当然同僚は変わり続け、彼女が働き始めた頃に同僚だったメンバーはひとりも残っていない。店長すら8人も変わっているくらいだ。彼女はコンビニの発する音(レジの音、掛け声、客の靴の音など)に安らぎを感じ、ここが自分の社会との接点だと信じて止まず、生活も思考もコンビニに依存していた。

 

 

コンビニ人間』の主人公恵子は、幼い頃から社会から奇異な目で見られていた。

かわいい鳥が死んだら、普通はかわいそうだから埋めるという発想をするだろうに、彼女は違う。母親に「お父さんが焼き鳥が好きだから食べよう」と言い、そして、クラスメイトがとっくみあいのケンカをしていたらスコップで殴って止める。女性教師が喚いていたら、スカートと下着ごと下ろして止めさせる。彼女は、その度ごとに教師、両親、あるいは妹から心配され、「異質な者」として認識させられていく。

ただし、これらの「異質な者」としてのエピソードが、ユーモラスに描かれているため、「異質な者」恵子が他者から疎んじられるほど忌むべき存在ではないことが分かる。関わりを避けられはするが、興味の対象としてのぞき見をされる。それは、「鳥を焼き鳥にして食べよう」と言った時に、大人たちが興味津津で恵子を見ていたという叙述に、端的に表れているだろう。彼女はその視線を、土足で自分の領域に入る態度と言っており、快く思っていない。

 

そして大学在学中に見つけたコンビニという世界に降り立った彼女は、社会との接点を見つける。
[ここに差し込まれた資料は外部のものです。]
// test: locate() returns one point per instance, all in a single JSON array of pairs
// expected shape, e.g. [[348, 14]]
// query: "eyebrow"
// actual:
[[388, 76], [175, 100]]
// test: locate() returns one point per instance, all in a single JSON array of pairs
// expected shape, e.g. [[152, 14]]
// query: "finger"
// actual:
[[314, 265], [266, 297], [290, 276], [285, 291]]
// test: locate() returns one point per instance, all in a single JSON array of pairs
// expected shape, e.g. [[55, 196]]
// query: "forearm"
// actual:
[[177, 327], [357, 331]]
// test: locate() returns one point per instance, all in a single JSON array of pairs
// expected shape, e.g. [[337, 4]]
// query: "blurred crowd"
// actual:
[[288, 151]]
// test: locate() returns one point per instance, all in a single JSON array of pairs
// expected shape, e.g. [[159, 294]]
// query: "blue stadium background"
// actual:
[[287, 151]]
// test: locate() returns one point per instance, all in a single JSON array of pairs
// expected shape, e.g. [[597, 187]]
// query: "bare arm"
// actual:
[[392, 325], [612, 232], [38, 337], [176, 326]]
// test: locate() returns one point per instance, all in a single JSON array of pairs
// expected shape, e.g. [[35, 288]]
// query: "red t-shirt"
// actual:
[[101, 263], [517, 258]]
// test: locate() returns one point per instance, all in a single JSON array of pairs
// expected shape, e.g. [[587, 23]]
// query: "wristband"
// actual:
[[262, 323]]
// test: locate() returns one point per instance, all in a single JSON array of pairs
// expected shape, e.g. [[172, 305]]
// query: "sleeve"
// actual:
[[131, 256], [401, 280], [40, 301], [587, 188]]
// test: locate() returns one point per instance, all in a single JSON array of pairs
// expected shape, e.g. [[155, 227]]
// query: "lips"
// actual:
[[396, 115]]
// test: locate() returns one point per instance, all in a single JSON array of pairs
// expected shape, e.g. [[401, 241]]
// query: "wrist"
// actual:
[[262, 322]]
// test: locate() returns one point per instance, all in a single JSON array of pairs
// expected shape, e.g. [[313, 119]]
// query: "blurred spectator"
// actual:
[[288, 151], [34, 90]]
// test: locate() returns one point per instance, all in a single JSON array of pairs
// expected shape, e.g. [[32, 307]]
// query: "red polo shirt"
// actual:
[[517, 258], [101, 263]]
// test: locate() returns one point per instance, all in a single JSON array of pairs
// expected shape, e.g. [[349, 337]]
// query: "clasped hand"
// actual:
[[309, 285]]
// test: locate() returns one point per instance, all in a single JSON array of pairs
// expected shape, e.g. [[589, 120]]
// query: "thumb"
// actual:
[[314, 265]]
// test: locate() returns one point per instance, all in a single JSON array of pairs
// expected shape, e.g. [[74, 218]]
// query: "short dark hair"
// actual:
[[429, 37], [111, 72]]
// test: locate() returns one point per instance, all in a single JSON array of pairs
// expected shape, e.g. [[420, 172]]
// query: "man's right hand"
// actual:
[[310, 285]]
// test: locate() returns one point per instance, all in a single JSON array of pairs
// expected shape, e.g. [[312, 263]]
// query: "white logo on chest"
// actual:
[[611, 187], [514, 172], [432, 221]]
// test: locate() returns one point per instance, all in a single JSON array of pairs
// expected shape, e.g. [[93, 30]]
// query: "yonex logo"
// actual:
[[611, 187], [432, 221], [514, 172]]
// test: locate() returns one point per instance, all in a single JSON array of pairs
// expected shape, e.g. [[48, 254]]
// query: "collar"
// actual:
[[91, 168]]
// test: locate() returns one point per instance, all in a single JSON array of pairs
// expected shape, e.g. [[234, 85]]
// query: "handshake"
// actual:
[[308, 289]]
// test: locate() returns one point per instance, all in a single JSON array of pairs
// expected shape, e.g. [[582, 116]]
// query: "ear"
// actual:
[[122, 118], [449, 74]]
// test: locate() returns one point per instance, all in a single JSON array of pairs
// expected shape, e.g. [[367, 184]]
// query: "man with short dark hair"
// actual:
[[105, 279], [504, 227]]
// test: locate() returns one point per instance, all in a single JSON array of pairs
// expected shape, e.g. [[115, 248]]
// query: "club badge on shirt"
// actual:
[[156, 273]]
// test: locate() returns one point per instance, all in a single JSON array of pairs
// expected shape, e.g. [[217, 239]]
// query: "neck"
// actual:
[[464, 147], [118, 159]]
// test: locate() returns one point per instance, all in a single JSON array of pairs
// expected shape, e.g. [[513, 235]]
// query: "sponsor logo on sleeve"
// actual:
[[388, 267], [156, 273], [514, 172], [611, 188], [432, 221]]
ここで恵子は、同僚の言葉づかいや、ファッションを真似ることで、「異質な者」でない、社会的な者へと自らを飾り立てようとしている。それは功を奏し、内気な恵子は地元の同窓生と再会しても、「変ったね!」と好意的に言われるほど彼女らから打ち解けられる人間として、自らの役割を演じることができていた。

 

コンビニで働くことは、恵子にとって何を意味しているのか。

 

恵子は他の仕事を見つけようと選択肢を広げたことはあったようだ。しかし、上手くいかず結局同じコンビニで18年間も働き続けている。「異質な者」である恵子にとって、社会的な者を「演じる」には、コンビニで働くしかないということである。

コンビニは厳正にマニュアルが整備されていて、自らの異質性が入り込む余地がない。自らの異質性に自覚がある彼女は、マニュアルのままに働くことができるコンビニで働くことで、社会的な者を「演じる」ことができると思った。それゆえに恵子はコンビニでの労働を選ぶ。
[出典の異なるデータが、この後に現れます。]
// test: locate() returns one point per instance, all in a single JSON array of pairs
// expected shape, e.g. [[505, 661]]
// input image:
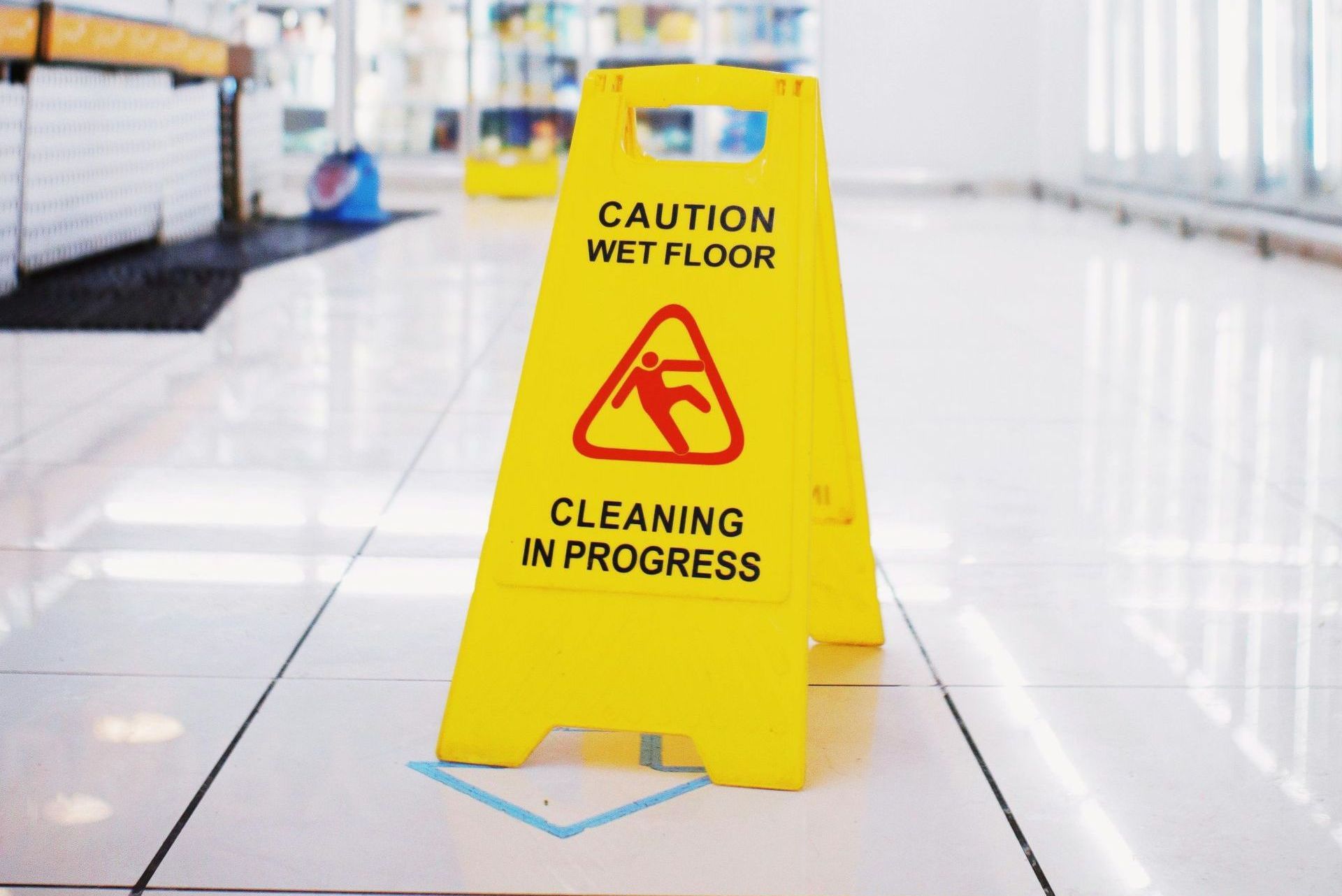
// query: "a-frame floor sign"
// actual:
[[681, 500]]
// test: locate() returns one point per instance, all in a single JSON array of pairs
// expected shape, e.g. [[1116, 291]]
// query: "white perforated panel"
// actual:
[[93, 173], [192, 191]]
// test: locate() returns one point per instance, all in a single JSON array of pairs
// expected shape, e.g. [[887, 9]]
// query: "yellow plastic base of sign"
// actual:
[[681, 502], [520, 179]]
そう、あくまで恵子にとって、コンビニで働くことは社会的な者を演じるということである。異質な者が異質性を前面に出すとエドワード・ゴーリーの『うろんな客』になってしまって、手がつけられないが、彼女はそこまで無自覚ではない。 エピソードからすれば、彼女はうろんな客そのものなのだが。

 

うろんな客

うろんな客

 

 

 

社会的な者を演じるにあたって、結婚しない理由や、就職しない理由を問われ、その都度まるでマニュアルのような回答をしてきた彼女だが、いろいろな人と交流するにつれて、徐々に質問に上手く応えられなくなっていき、仕方なく白羽という完全な「異質な者」を住まわせ、恋愛をする者を演じようとする。これは社会的な者を演じるための振る舞いにすぎないのだが、周囲の社会的な者たちは、恵子が遂に社会へと、こちら側へと、歩み寄ったものと勘違いして喜ぶのだ。

これが振る舞いにすぎないのは、読者の期待に反して、恵子は白羽を好きになることもないし、セックスもしないのである。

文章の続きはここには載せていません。